Stem cell therapies to repair heart damage were one of the first to become widely available via medical tourism, and have been underway in earnest for more than a decade now. There is evidence from their use that benefits can be attained for patients. Providers and researchers continue to refine their techniques. There are numerous studies. That evidence is not good enough for the conservative end of the scientific community, who require a complete and rigorous understanding of the mechanisms of action before proceeding with enthusiasm, and nor for regulatory bodies in the US and Europe. Thus trials continue, now into their late stages, and treatments remain unavailable in many countries:
Like any new branch of medicine, cardiac cell therapy has progressed in fits and starts. Despite dozens of clinical trials, there's no slam-dunk treatment for improving the cardiac function of heart failure patients, but marginal, statistically significant improvements observed in some of the studies are propelling the cell-based therapies to ever larger, more expensive, and more rigorous trials.

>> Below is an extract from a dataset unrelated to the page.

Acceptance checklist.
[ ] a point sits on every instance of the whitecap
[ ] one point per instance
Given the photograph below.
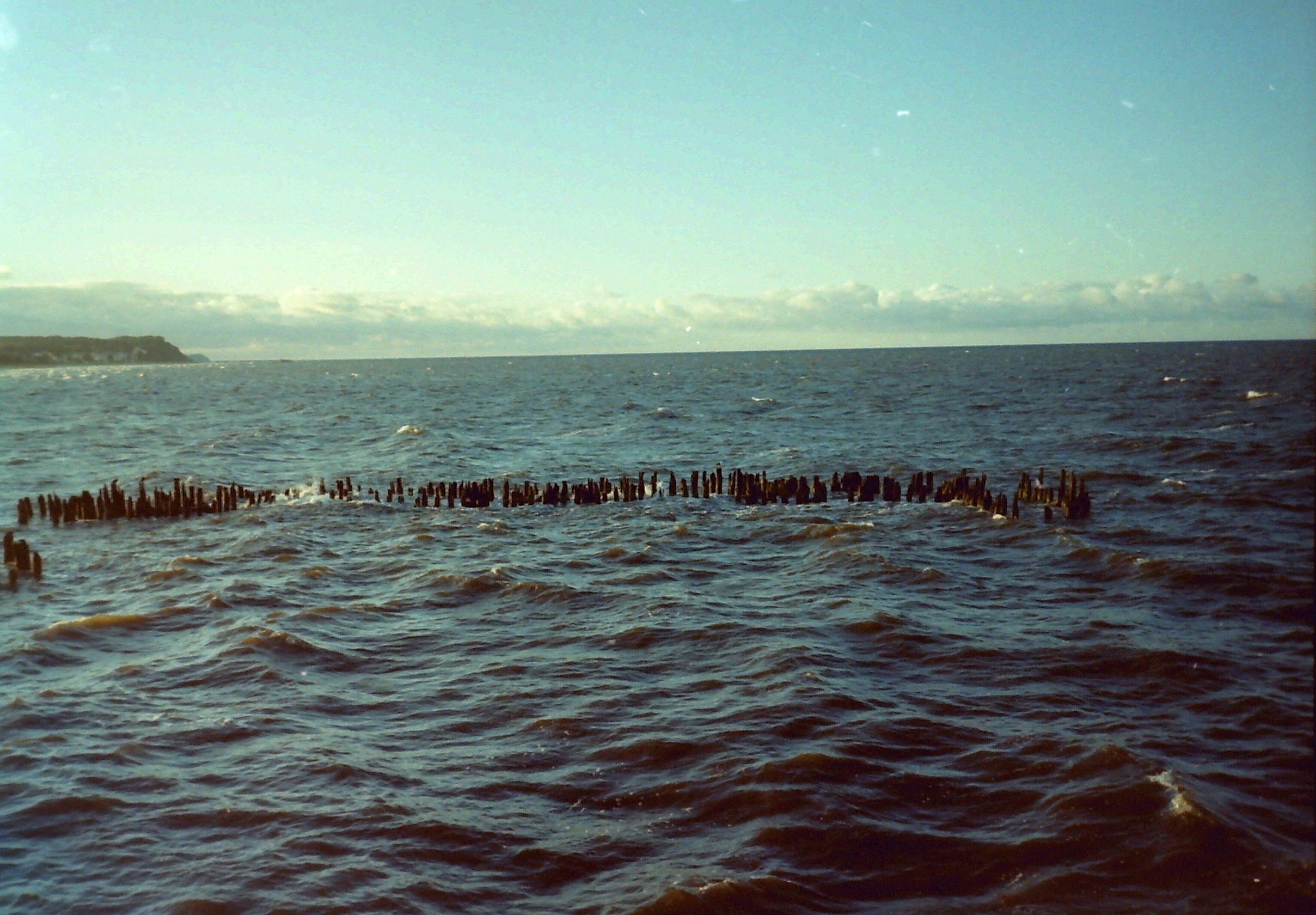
(1179, 802)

Most cardiologists remain underimpressed, says the head of an ongoing Phase 3 trial in Europe that involves injecting bone marrow cells into heart attack patients. "If [the trial] is positive, that's great, but I still think we'll have quite a challenge to convince people. If it's negative, then you get most of the cardiac community saying, 'Yep, we expected that.'?"

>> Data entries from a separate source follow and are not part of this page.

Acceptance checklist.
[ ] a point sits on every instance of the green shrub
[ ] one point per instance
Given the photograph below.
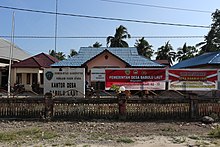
(215, 133)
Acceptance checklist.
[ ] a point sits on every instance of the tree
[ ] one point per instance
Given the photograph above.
(144, 48)
(72, 53)
(185, 52)
(97, 44)
(208, 44)
(58, 55)
(212, 40)
(166, 53)
(118, 39)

Now, it's make or break. Some anticipate that the results of the trial and two other ongoing Phase 3s will finally provide definitive evidence supporting the efficacy of cell therapies for the heart - evidence that has so far been lacking. On the other hand, negative results could spell the end of the approach altogether. "If our Phase 3 doesn't work, I think there's little likelihood any program could succeed in this indication," says the CEO of a Belgium-based firm sponsoring a clinical trial involving bone marrow-derived cells. "In the event they don't work [this time], I think it will be the end."
The idea to pluck cells from a person's bone marrow and shoot them into the heart took root in 2001, when researchers showed that doing so in mice could help regenerate damaged heart tissue. Yet no one knew how the cells worked. At the time, the prevailing thought was that stem cells took up residence in the heart and proliferated to produce new tissue. But this idea has since become a matter of debate. While some researchers claim the cells can form new cardiac muscle, others assert that the cells only very rarely differentiate into cardiomyocytes and instead support cardiac regeneration by other means.

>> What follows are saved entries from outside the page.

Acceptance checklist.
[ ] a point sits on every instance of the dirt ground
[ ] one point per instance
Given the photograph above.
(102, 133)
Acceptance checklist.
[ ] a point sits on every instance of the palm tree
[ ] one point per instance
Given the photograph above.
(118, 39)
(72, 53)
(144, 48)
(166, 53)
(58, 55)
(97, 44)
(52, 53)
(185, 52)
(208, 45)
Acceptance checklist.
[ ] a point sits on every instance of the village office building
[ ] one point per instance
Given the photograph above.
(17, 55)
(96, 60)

Many scientists now believe that the introduced cells perform a paracrine function, signaling the activation of reparative pathways via growth factors or other secreted messengers. On its own, the heart regenerates about one percent of its tissue per year via the division of cardiomyocytes; perhaps cell therapies simply boost that normal behavior. The absence of a concrete mechanism of action has been one of the main criticisms of the field. On the other hand, most patients don't care how a treatment works, just that it does. "We have more trials than we have meaningful basic science papers. You'd like it to be the other way round. But I understand why there was an explosion [of clinical trials] - because there is such a need." And many researchers disagree that a known mechanism is required for advancing the therapy. "Nothing moves a field forward like actual clinical trials." While mechanisms are important - knowing them can help optimize treatments, for instance - "you can't slow things down because the mechanism of action isn't agreed upon by everybody."